I laugh with him. ‘Maura taught her too. I’m not doing anything different to what she would. That’s our duty to the people in our care, to make their lives less burdensome when they labour for us.’
It took a while for me to realise Edward Elliott does not like it when I go out on my own. Oh, the gardens are fine, the orchards and fields too, but not the village. A natural concern, I suspect, given how hostile the villagers are towards him, but that hostility no longer seems to extend to me. There are matters they clam up about, but mostly they are happy to have me around, the Coppers and the Cornishes, the Lambournes and the Danes, the Perrys, the Kanes, the Woodfoxes and all the others who now smile and wave when they see me coming. But my uncle’s presence would put pay to that.

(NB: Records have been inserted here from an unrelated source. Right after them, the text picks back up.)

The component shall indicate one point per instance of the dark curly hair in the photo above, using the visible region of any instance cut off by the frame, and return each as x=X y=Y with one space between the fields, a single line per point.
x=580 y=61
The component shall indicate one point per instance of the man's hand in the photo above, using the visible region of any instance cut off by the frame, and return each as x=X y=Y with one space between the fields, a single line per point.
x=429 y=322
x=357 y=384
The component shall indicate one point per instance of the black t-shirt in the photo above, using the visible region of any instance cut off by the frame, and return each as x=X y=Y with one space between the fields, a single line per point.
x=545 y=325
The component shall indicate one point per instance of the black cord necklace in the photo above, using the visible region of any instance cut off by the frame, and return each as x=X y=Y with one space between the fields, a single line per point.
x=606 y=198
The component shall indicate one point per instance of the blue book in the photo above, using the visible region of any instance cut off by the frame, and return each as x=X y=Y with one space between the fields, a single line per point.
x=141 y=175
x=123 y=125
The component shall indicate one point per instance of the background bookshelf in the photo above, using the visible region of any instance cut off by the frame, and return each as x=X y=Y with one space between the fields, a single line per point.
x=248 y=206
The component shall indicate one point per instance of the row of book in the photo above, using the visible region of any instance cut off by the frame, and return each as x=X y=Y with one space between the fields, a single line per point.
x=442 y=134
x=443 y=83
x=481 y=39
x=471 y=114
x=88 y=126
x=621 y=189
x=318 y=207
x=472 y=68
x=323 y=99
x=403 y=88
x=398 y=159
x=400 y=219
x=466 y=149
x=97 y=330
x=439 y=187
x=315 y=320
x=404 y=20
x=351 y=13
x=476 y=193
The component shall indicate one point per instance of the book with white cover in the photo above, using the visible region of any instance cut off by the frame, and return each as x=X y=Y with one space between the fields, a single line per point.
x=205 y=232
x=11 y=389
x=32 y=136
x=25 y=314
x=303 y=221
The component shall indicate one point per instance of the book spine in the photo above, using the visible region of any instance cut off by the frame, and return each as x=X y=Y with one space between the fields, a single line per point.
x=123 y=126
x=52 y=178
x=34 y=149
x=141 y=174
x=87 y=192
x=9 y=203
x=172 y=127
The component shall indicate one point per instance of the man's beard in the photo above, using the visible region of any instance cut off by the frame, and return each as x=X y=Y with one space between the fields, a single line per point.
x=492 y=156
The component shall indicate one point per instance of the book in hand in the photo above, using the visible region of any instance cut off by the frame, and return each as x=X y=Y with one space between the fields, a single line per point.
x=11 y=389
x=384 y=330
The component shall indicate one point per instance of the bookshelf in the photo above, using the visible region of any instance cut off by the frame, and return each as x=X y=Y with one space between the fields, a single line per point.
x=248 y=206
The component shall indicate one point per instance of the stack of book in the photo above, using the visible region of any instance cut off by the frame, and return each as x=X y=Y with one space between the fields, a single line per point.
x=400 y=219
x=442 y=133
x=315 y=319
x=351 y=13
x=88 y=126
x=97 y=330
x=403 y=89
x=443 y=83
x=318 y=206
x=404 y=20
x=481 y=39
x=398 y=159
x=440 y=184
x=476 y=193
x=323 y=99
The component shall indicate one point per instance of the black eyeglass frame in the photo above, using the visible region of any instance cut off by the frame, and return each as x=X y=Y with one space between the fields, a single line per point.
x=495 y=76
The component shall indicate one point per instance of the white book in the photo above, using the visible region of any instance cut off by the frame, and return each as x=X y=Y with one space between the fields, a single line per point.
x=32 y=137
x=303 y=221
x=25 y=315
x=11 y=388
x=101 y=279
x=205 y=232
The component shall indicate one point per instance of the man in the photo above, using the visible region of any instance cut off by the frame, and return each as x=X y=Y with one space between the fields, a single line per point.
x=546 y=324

‘And Jedadiah Gannel. Do you speak with him?’ This has become a regular question, but I can answer it mostly honestly.
‘No, Uncle. I do not speak with him.’ And in truth, I do not – not since that night in the orchard. But I have seen him. He watches me and I have found that I look for him. But I do not speak to him.
It is not Edward Elliott’s fault that they miss my mother so much – he can’t compete with her charm. I fear no matter who had been left in charge of Blackwater during her absence would have met with this unfriendliness. People do not like change – even for three months, which seems such a short time – and it was not his fault that, without Isolde to care for the land, the land ceased to care for its folk. I have noticed, however, that no one mentions missing my father or his ways. There seems to be no hostility towards him, just indifference. I think of Jedadiah calling him “feckless”, just as Aoife did. I wonder that he made so little impression on the world. Yet my mother loves him, surely she does.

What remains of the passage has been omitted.